US approves and Europe rejects Serostim (recombinant growth hormone) for treatment of HIV-related wasting
1 October 2003. Related: Lipodystrophy and metabolic complications.
Simon Collins, HIV i-Base
On 29 August 2003 the US Food and Drug Administration (FDA) granted full approval for Serostim (somatropin; recombinant growth hormone for injection), which is indicated for the treatment of HIV patients with wasting or cachexia to increase lean body mass and body weight, and improve physical endurance.
FDA granted Serostim accelerated approval in 1996, a special regulatory status granted by the FDA for approval of a drug that is used to treat patients with serious or life-threatening illnesses, and provides meaningful therapeutic benefit over any existing treatments.
Under the terms of the accelerated approval, Serono conducted a multi-centre, confirmatory placebo-controlled study with Serostim. Data from this trial substantiate previous study findings of increased lean body mass and improvement in physical strength. In addition, patients in this study perceived an improvement in their wasting symptoms and in quality of life.Since 1996, rHGH has been widely prescribed in the US, although this has been through insurance-based healthcare and against the background of concerns for the high cost.
Within a week of the US decision the EMEA in Europe confirmed that it will not grant approval for the same drug for the same indication.

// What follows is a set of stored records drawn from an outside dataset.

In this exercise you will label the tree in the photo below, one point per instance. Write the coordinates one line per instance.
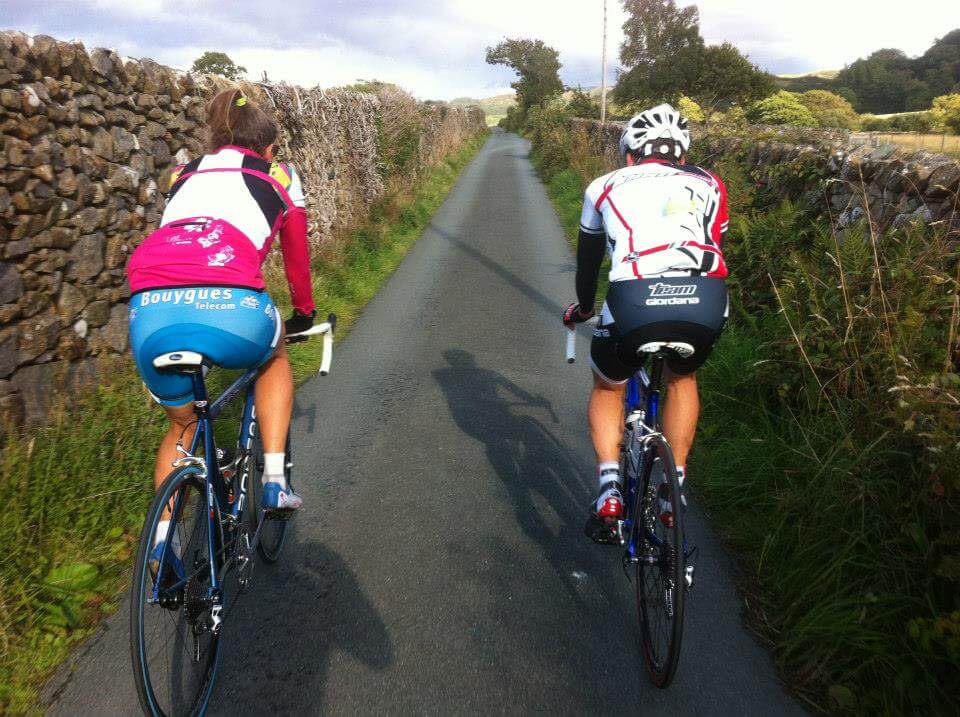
(665, 57)
(661, 52)
(946, 113)
(726, 78)
(939, 67)
(218, 63)
(690, 109)
(537, 66)
(884, 83)
(657, 29)
(781, 108)
(830, 110)
(583, 105)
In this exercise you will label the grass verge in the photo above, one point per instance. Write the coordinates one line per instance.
(75, 493)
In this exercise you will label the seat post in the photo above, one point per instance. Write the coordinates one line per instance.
(656, 371)
(201, 406)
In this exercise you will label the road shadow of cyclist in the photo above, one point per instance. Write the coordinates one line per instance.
(288, 651)
(547, 494)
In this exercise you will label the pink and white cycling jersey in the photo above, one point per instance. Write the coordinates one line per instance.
(660, 218)
(223, 212)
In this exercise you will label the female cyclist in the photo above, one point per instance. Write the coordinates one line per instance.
(197, 285)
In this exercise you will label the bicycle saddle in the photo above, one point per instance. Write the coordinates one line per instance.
(681, 348)
(184, 361)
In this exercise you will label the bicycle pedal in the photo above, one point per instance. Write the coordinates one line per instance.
(602, 533)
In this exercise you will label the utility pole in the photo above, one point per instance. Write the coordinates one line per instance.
(603, 72)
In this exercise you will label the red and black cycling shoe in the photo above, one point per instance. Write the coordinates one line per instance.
(603, 525)
(574, 314)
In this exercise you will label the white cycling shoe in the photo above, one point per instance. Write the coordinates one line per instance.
(277, 497)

In April 2003, the European Medicines Evaluation Agency rejected Serono’s application to market Serostim for AIDS-related wasting syndrome. Serono formally appealed this decision in July, and following an expert meeting on 2 September the EMEA announced that the original April decision would be upheld and marketing authorisation would not be recommended.
Source: Serono press release
FDA full label
EMEA summary of opinion to appeal – 3 September 2003
The FDA approval was a consequence of the presentation of additional data from a recent trial by Serono as requested in 1996 when they granted conditional approval.
In contrast, in Europe Serono had no approval for the use for Serostim in wasting. The data from the recent multicenter trial showed a clear anabolic effect of Serostim in the study population as assessed by bicycle exercise.
However two major concerns were expressed by the EMEA with regard to this trial: first most patients included did not seem to fulfill the criteria of HIV-wasting, and second, the translation of bicycle workout into clinical benefit was difficult to accomplish. Other concerns raised were a negative impact of Serostim on lipoatrophy.
In addition the issue of a relapse of wasting after discontinuation of Serostim remained unresolved by the present data. The current transatlantic split will keep Serostim on the market, but will make it available for European patients with wasting only under exceptional circumstances, if at all.